IDEs, Agents and Development Tools#
Overview#
- You can use any IDE, coding agent or development tool with AI Workbench.
Edit local projects with any tool on your laptop. Remote projects require connecting to the location, typically through SSH.
- VS Code and its forks attach directly to the project container, local or remote.
VS Code, Cursor and Windsurf all support connecting to a running container. The difference is the extent to which you need extensions vs the extensions being built in.
- Coding agents like Claude run inside the project container through the CLI.
The container provides sandboxing and GPU access. Settings, permissions and hooks in the repository control what the agent can do.
- Web-based IDEs should be installed in the project container.
Install tools like JupyterLab and Marimo directly in the container. Manage them as web applications from the Project Tab.
Key Concepts#
- Dev container
A container being used for interactive development. Typically implies an IDE or agent attaching to it. Used interchangeably with project container.
- Remote connection
Configuring an IDE or agent to access a remote machine through SSH. Allows you to work on remote files using a locally running tool.
VS Code and Forks#
- VS Code and its forks are all the same for AI Workbench.
The configuration patterns are same in VS Code, Cursor and Windsurf. The difference is the extent to which you need extensions vs the extensions being built in.
For example, Windsurf has SSH and dev container extensions built.
- You do not need to use the devcontainer.json file with AI Workbench.
VS Code forks have a simple feature that let you connect them to a running container. This avoids the requirement of a devcontainer.json.
- You can add the relevant server and extensions to the container build.
For various reasons, AI Workbench removes the project container when you stop it. Anything installed into the read/write layer will be gone the next time it starts.
You can avoid this by installing the server and extensions in a build script. This keeps everything visible, versioned and editable.
Web IDEs#
- JupyterLab is often preinstalled in the project container.

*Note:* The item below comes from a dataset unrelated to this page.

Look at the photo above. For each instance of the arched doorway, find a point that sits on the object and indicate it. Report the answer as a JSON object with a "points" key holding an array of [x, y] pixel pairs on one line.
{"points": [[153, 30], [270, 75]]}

If that’s the case, then you can configure the project to run it as a web application by adding it. After that you can start it from the project tab and get to work.
- You can use any Python notebook web app that you can install in a container.
It’s the same as installing and configuring JupyterLab. Dependencies go in the container and you configure the applicaton management in the Desktop App.
After that, you manage the web IDE from the project tab.
- You should install plugins or extensions during the container build.
This is similar to the situation for the IDE server and extension for VS Code forks.
You can install them at runtime, i.e. include the instructions in the app configuration but this will lead to longer start times.